10. Of Bodies and Borders
© 2022 M.E. Ortiz & A.T. Fernández, CC BY-NC 4.0 https://doi.org/10.11647/OBP.0296.10
In her artistic practice, Ana Teresa Fernández questions borders, citizenship and immigration, issues central to her own biography. She explores contested sites, like the Mexico-US border, using several recurring symbols to create elegant compositions that appear both fantastical and real. Fernández features bodies of water as frequent characters in her works, where she has attempted to swim while wearing stilettos, or tame a horse. She is committed to questioning stereotypical female gender roles; heels and her own body are central motifs in her performances and paintings. Her practice is indebted to performance art. Her two- and three-dimensional works emerge from site-specific performances, which are documented, edited, and result in videos. The paintings are images extracted from these performances, thus serving as another interpretation of the themes at hand. Through her visual metaphors, Fernández’s works explore the relationship between life, politics and poetics, inspired by magical realism, surrealism, and complex contemporary realities.
In this body of work, Of Bodies and Borders, Fernández focuses on one of the world’s most deadly borderlands, the Mediterranean Sea. Her intentions were to encounter the site firsthand, bringing forth real human issues through art. She traveled to Greece to create a performance on the Greek coast, in which she would go into the water for a couple of hours in the mornings and evenings, wearing a black dress, black heels and a 6 kg (13.23 lb) belt. She covered her body with a white piece of fabric that resembled a burial shroud. Fernández submerged herself underwater, in cold and ungovernable currents.

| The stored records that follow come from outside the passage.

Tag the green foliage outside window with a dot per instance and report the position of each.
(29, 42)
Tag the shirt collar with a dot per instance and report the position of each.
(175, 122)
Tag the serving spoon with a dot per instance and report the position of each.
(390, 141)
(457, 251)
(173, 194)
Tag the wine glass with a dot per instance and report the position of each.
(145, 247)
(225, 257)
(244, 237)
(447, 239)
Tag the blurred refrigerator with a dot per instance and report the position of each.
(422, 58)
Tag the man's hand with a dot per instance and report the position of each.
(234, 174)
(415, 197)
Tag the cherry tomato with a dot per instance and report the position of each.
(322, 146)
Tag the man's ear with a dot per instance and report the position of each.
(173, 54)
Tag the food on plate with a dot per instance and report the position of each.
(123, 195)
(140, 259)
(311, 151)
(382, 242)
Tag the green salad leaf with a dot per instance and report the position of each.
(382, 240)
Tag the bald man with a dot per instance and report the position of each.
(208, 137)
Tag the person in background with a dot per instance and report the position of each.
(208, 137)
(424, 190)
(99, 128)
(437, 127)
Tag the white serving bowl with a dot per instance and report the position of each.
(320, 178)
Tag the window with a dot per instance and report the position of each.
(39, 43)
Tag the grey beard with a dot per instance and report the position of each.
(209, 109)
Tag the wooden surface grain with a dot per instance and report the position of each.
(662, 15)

The Mediterranean Sea is the site of a massive exodus of people fleeing wars, environmental and economic hardships in impoverished boats. In 2015, over 3,000 deaths were reported in the Mediterranean. Like the US, immigration in Europe is a complex issue involving religion, race and racism, and heavily contested ideas of what it means to be European. In Europe, immigration principally involves Africans and Middle Easterners, while the US is experiencing significant immigration from Latin people.
Ana Teresa Fernández explores the complex dynamics of border sites to question the social barriers that affect human beings. Known for creating works addressing the complexities of the Mexico-US border, Fernández represents the unsettled issue of immigration, borders, and bodies at a global scale, pointing to how borders are politicized in contemporary Western society. She is interested in using the political to create poetics that can help us connect with situations that seem far away from our realities, but share similar dynamics.